Choose an LOS that provides automated workflows for multiple types of credit to facilitate an overall reduced total ownership cost. It should be flexible to accommodate new loan products quickly while also serving as a unified platform to host all your customers, employees, and partners. Bringing teams together on one platform has immense benefits: it can help sales teams with lead sourcing and onboarding, product teams innovate more quickly, and credit teams make accurate underwriting decisions. The LOS can provide all these benefits while offering complete 24/7 visibility, eliminating manual processes, and reducing OPEX significantly. Moreover, a centralized lending platform will offer holistic opportunities for better customer retention and satisfaction.
Redefine SMB lending with CredAcc’s no-code Loan Origination System
Post-pandemic, as SMBs continue to emerge with changing trends, FIs must deliver newer lending services that meet their requirements. Upgrading your lending operations is vital to positioning your FI with a competitive edge for long-term success in an ever-evolving SMB landscape.
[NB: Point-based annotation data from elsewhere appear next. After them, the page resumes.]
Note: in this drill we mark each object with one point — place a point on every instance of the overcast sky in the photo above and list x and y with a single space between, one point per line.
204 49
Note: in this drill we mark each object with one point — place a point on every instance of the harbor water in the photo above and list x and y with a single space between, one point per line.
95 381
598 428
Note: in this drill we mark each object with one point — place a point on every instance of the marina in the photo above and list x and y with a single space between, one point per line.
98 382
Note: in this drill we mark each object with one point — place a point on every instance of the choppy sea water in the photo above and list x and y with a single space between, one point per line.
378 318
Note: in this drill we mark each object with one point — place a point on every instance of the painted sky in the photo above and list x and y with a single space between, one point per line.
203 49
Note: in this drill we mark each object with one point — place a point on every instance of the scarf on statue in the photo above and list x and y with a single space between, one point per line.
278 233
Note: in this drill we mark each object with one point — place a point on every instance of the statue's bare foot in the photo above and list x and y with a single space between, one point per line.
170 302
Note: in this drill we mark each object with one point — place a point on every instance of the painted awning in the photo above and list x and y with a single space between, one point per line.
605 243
At CredAcc, we believe that lending innovation is only viable if it’s quick and cost-effective. The perfect LOS should not only provide lending solutions for immediate financial needs, but it must also make room for adapting to changes in the future. With industry-pioneering tech, FIs can provide compelling lending advantages with exceptional financial capabilities for a superior customer experience. With SMB lending being economically important and profitable, we’re here to assist you on your digital lending transformation journey with simplified and agile solutions.